Sunday, March 12, 2017

Your Words Are My Words

Question: Why is your art full of other people's words when you could have written any of them yourself?

The MAMA Project in Bastion Square, Victoria. Photo by Linda Goldstein.

I'm getting ready for this year's MAMA Project installation at the Deer Lake Gallery, and posting here and there on social media some of the words that the project contains. These words all come from interviews with other mothers. Despite being a writer, myself, with way too much to say, myself, if you ask my family, most of my work comes from interviews. Why? Because people need to be heard. I have a stage. Why would I not share it?

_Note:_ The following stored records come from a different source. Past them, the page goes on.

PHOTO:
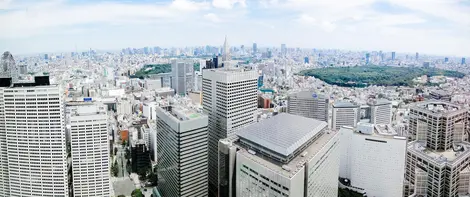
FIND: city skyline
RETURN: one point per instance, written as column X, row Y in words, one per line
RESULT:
column 418, row 26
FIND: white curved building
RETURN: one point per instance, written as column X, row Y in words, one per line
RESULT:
column 89, row 148
column 35, row 141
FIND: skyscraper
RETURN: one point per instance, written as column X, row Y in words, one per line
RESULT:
column 182, row 76
column 367, row 58
column 308, row 104
column 229, row 97
column 36, row 135
column 182, row 152
column 89, row 148
column 380, row 111
column 226, row 56
column 345, row 114
column 286, row 155
column 438, row 159
column 283, row 49
column 255, row 48
column 373, row 158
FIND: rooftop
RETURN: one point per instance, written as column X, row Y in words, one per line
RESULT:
column 460, row 150
column 182, row 113
column 297, row 163
column 284, row 133
column 307, row 94
column 439, row 107
column 344, row 104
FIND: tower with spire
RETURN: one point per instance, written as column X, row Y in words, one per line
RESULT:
column 226, row 57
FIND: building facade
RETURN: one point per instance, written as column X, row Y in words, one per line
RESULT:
column 373, row 159
column 229, row 97
column 35, row 141
column 182, row 152
column 254, row 163
column 380, row 111
column 89, row 149
column 308, row 104
column 345, row 114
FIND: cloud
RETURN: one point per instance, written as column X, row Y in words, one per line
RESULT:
column 37, row 17
column 227, row 4
column 212, row 17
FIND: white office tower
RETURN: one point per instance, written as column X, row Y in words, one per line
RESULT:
column 182, row 72
column 286, row 155
column 182, row 152
column 372, row 160
column 89, row 147
column 4, row 183
column 380, row 111
column 229, row 97
column 345, row 114
column 308, row 104
column 226, row 56
column 35, row 138
column 438, row 161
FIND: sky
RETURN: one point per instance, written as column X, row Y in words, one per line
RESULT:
column 438, row 27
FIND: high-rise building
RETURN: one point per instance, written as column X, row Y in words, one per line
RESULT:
column 438, row 159
column 182, row 152
column 89, row 148
column 308, row 104
column 345, row 114
column 226, row 56
column 182, row 76
column 283, row 49
column 373, row 159
column 255, row 48
column 35, row 132
column 286, row 155
column 367, row 58
column 229, row 97
column 380, row 111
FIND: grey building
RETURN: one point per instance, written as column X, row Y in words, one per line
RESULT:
column 182, row 73
column 308, row 104
column 229, row 97
column 182, row 152
column 345, row 114
column 438, row 160
column 380, row 111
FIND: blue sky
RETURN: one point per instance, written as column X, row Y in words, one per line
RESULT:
column 440, row 27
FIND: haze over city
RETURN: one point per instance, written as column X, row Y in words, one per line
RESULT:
column 438, row 27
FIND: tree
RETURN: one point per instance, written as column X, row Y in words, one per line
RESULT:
column 137, row 193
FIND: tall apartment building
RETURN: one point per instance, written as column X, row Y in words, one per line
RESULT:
column 373, row 159
column 380, row 111
column 286, row 155
column 182, row 73
column 438, row 160
column 229, row 97
column 35, row 140
column 308, row 104
column 437, row 123
column 89, row 148
column 345, row 114
column 182, row 152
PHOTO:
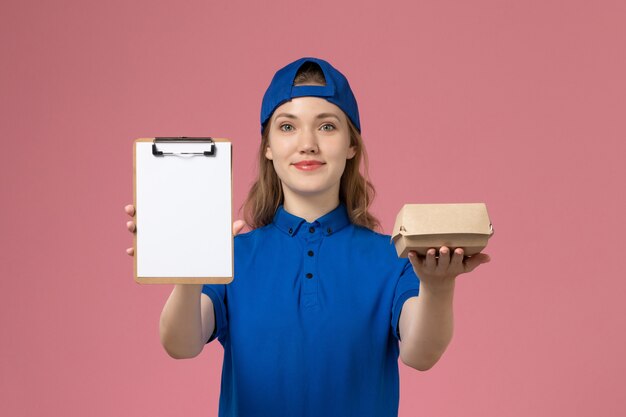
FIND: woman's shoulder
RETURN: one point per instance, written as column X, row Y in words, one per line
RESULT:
column 373, row 238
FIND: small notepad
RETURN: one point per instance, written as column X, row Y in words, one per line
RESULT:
column 183, row 205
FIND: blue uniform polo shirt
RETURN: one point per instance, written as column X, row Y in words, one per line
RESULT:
column 309, row 323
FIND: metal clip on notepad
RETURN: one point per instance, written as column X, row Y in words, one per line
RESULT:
column 183, row 139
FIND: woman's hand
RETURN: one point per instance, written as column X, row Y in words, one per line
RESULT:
column 130, row 210
column 440, row 273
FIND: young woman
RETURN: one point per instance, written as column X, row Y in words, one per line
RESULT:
column 321, row 306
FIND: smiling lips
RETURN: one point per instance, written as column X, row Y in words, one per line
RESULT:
column 308, row 165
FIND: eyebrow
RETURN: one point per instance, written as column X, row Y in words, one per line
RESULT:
column 319, row 116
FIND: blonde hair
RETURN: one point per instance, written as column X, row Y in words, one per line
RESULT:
column 355, row 191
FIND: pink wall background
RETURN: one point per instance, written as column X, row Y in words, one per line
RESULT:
column 518, row 104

Bigger than that obvious bit of logic, though, is that I don't want to sit on a little soapbox as an artist. It's really very easy to fall into that comfy place, especially as somebody with so much to say (irony: here I am posting to my blog... again). But my own ideas by themselves are rather limiting, even to me. I could absolutely have created an installation about my own experience of mothering, and quickly filled a room with the sounds and text and images of my own experience. It would have been much easier, in fact, not to have travelled around interviewing all kinds of people. But then it wouldn't be about all kinds of people, and it would be easy to write-off my expression as just one person's experience.

Mothering is everyperson's experience. Even people who have never mothered. Even people who have never been mothered. These people's experience or lack thereof is interesting. And most interesting to me is that the more people I interview and showcase in the project, the more diverse the project is... and the more homogeneous. (Whaaaa---?) I mean that as humans we all have similar needs. And these needs extend far beyond mothering and being mothered, but they're rooted in where we come from, as social animals. They're rooted in the feelings we had when we looked up into our mothers' faces as babies and absorbed all of their feelings and needs and history, and developed those things into who we became. They're rooted in how we discover ourselves passing on these feelings and needs and history on down to our own children, or to those we care for in life. The more I record and spread these stories and the emotions that accompany them, the more we see that we are all connected; all sharing the same great love. At its core, the MAMA Project and much of my other work is about human connection, and I need to show a great range of humanity to make that connection happen.

So when I make a book or an installation or a blog post or even just a single painting that is built around somebody else's words, those words are mine, too. I hope that, through the process of seeing them in the context of my work or project, they become your words too.